Research >> Economics
University of Michigan Consumer Confidence increased to 69.9
|
Consumer confidence continued to improve in December for the fourth consecutive month. The December gain primarily reflected more positive expectation for the economy in 2012. Importantly, consumers more frequently reported hearing news about employment gains in the December survey. Unfortunately, consumers did not assess their personal finances more positively, with recent income declines being reported twice as frequently as income increases. While the December survey recorded the most optimistic expectations for the national economy since August, income changes were reported to be the worst since last Spring. Assuming the payroll tax cut will be passed and made retroactive to the start of 2012, the data indicate that inflation-adjusted personal consumption expenditures will rise by 1.8% during 2012.
Economy Expected to Improve
The improvement in the economic outlook was large, but still left the overall prospects for the economy at low levels. Good times economically were expected in 2012 by 29% in December, up from 19% in November and the recent low of 14% in August. While more consumers heard news of employment gains in December, they didn’t expect that those gains would have much impact on the national unemployment rate in the months ahead.
Personal Finances Still Dismal
The majority of consumers reported that their finances worsened during 2011, and just one-in-four households anticipated that their financial situation would improve in 2012. Only one-in-ten families anticipated an increase in the living standards during 2012. These assessments have been largely unchanged over the past two years.
Consumer Sentiment Index
The Sentiment Index rose to 69.9 in the December 2011 survey, between the 64.1 in November and last Decem-ber’s 74.5. Importantly, this was the fourth consecutive month that the Sentiment Index increased from its August low of 55.7. Most of the December gain was in the Expectations Index, which rose to 63.6 in December from 55.4 in November, but still below last December’s 67.5. The Current Conditions Index was 79.6 in December, slightly above the 77.6 in November and below last year’s 85.3.

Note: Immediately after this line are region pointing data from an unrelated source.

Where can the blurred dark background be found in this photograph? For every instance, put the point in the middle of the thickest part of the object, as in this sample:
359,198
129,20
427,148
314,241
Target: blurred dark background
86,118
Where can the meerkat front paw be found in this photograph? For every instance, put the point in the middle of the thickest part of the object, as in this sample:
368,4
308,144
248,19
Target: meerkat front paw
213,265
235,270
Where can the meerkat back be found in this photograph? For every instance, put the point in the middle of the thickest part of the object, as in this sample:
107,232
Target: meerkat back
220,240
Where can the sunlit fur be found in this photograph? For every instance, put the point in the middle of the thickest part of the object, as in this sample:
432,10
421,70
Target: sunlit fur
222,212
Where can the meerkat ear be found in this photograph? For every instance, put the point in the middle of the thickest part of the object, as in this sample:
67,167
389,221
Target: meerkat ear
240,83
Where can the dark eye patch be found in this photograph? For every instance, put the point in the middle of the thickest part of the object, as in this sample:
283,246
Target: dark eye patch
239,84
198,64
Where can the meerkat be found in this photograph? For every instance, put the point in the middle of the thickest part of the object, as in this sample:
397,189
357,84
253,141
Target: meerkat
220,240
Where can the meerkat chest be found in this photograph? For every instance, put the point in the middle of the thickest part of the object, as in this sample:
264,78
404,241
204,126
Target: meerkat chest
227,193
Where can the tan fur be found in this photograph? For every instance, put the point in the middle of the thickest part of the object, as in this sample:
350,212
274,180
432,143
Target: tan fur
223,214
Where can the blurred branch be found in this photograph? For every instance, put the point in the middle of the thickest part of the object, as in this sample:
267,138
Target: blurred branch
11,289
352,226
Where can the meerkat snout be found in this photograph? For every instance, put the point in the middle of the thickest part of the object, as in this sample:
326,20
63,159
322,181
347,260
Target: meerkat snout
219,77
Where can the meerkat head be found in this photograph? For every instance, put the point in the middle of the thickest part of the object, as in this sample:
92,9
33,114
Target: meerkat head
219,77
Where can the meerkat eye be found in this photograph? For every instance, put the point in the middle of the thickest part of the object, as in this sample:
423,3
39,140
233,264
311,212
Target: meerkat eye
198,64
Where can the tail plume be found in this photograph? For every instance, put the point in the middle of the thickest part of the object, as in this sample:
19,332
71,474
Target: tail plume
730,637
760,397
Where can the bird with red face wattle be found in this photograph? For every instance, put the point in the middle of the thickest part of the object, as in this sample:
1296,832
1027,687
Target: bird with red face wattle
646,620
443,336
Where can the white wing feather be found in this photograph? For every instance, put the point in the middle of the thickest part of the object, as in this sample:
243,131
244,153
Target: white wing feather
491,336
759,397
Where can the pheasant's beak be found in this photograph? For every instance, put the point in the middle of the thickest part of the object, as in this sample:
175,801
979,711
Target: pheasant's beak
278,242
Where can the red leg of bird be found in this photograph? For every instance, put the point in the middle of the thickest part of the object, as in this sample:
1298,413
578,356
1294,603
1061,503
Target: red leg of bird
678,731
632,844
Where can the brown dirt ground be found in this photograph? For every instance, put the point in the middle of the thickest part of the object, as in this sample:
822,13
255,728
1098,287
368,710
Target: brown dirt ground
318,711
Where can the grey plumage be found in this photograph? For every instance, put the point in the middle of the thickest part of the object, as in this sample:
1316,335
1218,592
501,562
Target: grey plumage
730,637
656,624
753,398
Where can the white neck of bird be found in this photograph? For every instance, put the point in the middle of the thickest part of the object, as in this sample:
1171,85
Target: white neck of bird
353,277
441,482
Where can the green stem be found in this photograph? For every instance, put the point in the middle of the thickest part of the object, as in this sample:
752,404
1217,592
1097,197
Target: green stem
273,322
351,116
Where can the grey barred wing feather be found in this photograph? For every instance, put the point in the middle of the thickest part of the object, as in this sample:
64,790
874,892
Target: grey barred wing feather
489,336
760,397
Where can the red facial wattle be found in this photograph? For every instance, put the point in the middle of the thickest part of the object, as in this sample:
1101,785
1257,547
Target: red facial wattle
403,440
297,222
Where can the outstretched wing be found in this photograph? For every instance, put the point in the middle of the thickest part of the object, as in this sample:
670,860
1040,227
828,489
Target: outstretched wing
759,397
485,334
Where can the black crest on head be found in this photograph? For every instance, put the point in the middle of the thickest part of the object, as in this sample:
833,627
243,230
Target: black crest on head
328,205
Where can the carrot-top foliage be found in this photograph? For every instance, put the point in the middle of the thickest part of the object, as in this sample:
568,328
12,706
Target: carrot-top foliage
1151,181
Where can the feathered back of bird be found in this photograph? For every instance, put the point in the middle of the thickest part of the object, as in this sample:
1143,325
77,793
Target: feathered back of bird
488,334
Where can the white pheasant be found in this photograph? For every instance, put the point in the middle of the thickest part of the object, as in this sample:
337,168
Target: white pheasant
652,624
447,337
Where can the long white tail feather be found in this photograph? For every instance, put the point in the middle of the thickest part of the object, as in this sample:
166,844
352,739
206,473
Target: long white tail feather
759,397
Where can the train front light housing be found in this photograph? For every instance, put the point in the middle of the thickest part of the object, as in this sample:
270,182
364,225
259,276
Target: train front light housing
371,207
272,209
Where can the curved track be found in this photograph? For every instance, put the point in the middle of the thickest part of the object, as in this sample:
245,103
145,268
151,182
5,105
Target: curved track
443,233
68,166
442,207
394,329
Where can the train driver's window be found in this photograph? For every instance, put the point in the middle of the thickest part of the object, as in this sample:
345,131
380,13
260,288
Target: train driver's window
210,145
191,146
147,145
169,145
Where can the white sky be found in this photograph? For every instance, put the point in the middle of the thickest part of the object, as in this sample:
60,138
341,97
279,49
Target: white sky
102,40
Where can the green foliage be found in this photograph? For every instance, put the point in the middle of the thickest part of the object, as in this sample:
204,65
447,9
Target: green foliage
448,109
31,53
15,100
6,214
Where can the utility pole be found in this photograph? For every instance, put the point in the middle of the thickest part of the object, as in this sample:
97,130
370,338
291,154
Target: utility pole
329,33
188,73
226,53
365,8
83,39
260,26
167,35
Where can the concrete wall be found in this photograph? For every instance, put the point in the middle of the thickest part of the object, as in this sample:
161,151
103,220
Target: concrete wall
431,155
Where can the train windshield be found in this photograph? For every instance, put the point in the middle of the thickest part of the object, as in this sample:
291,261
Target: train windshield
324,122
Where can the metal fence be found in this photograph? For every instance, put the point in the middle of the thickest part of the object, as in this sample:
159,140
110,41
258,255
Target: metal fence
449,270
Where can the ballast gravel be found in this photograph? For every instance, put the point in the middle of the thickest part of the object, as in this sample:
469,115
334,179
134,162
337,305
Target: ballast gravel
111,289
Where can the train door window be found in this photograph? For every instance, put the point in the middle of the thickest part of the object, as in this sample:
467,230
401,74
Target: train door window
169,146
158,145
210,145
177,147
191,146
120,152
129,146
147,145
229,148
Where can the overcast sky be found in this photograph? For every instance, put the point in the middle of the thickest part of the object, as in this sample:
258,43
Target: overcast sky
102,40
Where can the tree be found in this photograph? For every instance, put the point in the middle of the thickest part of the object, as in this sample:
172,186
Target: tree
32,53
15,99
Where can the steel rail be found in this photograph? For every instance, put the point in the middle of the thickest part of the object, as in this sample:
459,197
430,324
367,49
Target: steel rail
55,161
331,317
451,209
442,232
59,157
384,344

Given the continued weakness in consumers’ assessments of their personal finances, the Congressional stalemate on extending the payroll tax holiday could easily reverse the recent gains. To be sure, consumers have come to expect last minute action by the Congress, not inaction on such a vital issue. If the payroll tax holiday is not extended, it would be a significant drag on economic growth, and would increase the likelihood that weakness in consumer spending would again put the economy at risk of a renewed downturn. Even a month long delay would heighten uncertainty and cause consumers to begin to take precautionary actions.